Per Gibbon (on the point of quoting Tertullian): The ties of blood and friendship were frequently torn asunder by the difference of religious faith; and the Christians, who, in this world, found themselves oppressed by the power of the Pagans, were sometimes seduced by resentment and spiritual pride to delight in the prospect of their future triumph. “You are fond of spectacles,” exclaims the stern Tertullian, “expect the greatest of all spectacles, the last and eternal judgment of the universe. How shall I admire, how laugh, how rejoice, how exult, when I behold so many proud monarchs, and fancied gods, groaning in the lowest abyss of darkness; so many magistrates, who persecuted the name of the Lord, liquefying in fiercer fires than they ever kindled against the Christians; so many sage philosophers blushing in red hot flames with their deluded scholars; so many celebrated poets trembling before the tribunal, not of Minos, but of Christ; so many tragedians, more tuneful in the expression of their own sufferings; so many dancers – ” But the humanity of the reader will permit me to draw a veil over the rest of this infernal description, which the zealous African pursues in a long variety of affected and unfeeling witticisms.” (DEF, v1., ch.15, pp.476-477). ‘Nuff said.
The Decline (or just Dramatic Change?) of Art and Civilization in General
Two small books with huge impacts. Conventional history (including Gibbon) sees the decline of the empire as a simple downward spiral of forgetfulness and vulgarization or barbarization of the “high” classic Roman culture (100 B.C.E – late 100′s C.E.). Brown and L’Orange see something much more complex and plausible.
Peter Brown sees growth in Late Antique culture, not decay. In classical culture, society, state, and religion are one, Late Antique culture is the beginning of private religions of all types, and the beginning of a definite separation of public and private life. The breakdown of the small city-state with its small city-state religion gives rise of to an independent monolithic world-state. It is a messy time of experimentation and personal exploration which dovetails nicely with Constantine’s conversion of the empire to a supremely personal religion: christianity. The inner life of a citizen is no longer focussed on the state, but is focussed on a personal spirituality: a person’s inner and outer worlds are irrevocably divided now – both are much freer to change without influencing the other. This, according to Brown, is a good thing.
H.P. L’Orange concentrates on the relationship between art (becoming cruder and cruder), and the development of the great Stalin-esqe world state of Diocletian’s reforms. The decline of the local economy, paired with the rise of the empire-wide economy driven by a state bureaucracy results in quantity, not quality (sounds very Soviet-like) in the realms of civic art, architecture, and even literature. Massive building projects are completed, but with (what we would say) incredibly poor workmanship. Why? Because the economy is now state-based. The sculpture is not done by talented, interested individuals, but by state employees in vast state factories, according to state plans. The empire has changed, and is now concerned with the millions, not the individual. A very bad thing, and the beginning of the Dark Ages per L’Orange. What happens when the state falls and there’s no local production of art/engineering/architecture/literature? It all disappears with the state – and this is exactly what happens in the West.

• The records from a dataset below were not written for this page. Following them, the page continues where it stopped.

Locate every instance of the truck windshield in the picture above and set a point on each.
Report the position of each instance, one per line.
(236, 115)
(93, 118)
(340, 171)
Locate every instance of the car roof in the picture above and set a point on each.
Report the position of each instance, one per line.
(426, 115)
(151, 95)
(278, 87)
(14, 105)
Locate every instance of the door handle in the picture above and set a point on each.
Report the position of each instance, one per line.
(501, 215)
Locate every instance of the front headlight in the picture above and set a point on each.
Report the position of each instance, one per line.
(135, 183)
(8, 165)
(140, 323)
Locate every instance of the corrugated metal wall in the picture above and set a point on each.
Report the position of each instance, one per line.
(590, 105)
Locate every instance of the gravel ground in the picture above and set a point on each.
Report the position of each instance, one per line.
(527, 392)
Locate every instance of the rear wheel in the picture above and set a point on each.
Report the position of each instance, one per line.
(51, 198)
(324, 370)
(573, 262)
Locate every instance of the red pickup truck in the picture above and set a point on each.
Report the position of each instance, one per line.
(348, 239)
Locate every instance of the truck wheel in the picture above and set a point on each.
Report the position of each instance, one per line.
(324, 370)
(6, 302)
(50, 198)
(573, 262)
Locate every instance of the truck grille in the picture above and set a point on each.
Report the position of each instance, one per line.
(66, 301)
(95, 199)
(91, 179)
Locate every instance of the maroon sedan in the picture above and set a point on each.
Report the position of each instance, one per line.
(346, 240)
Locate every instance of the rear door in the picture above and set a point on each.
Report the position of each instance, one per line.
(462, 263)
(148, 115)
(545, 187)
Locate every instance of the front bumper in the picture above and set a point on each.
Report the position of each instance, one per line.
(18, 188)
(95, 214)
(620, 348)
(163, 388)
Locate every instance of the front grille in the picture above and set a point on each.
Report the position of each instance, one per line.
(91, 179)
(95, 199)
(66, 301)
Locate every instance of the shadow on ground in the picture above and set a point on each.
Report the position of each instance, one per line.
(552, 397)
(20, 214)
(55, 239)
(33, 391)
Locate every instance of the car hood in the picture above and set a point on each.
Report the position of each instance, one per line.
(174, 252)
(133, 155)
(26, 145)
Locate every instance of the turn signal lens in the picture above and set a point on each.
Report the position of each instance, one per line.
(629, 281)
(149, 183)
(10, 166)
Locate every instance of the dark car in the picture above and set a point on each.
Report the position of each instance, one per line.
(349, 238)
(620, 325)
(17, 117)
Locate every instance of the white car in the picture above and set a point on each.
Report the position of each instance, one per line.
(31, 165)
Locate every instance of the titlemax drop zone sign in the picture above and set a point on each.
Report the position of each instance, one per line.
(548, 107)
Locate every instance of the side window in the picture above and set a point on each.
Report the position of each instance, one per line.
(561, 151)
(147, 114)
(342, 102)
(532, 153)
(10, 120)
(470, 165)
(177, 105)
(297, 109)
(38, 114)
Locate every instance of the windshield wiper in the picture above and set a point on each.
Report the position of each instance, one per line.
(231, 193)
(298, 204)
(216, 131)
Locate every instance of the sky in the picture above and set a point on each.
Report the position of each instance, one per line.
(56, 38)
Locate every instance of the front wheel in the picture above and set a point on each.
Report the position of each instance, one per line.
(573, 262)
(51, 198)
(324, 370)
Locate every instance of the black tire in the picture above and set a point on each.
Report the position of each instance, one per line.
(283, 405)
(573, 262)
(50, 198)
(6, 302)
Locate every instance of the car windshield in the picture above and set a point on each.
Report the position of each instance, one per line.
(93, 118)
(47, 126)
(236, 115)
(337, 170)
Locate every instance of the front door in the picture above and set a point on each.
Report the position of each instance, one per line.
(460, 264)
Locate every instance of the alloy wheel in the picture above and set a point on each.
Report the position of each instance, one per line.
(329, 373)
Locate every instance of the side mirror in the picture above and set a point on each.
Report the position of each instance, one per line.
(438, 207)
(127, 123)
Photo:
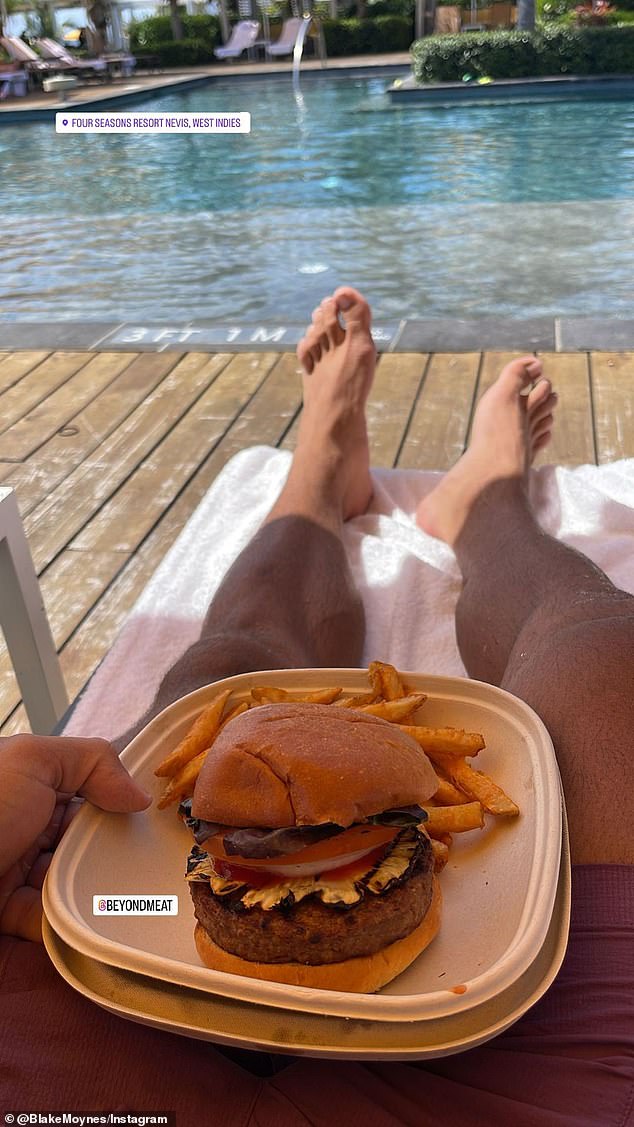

And, yes, that stern, young, inadvertently abstract head on the cover of H.P.L’Orange looks suspiciously like our favorite rough-and-ready emperor Maximin Daia, (or maybe… Galerius). It’s hard to tell with inadvertent abstraction – or just plain incompetent sculptors. The best you can say I guess, is that all emperors are turning into the idea of “emperor” and the sculptures are merely following that abstract cultural drift.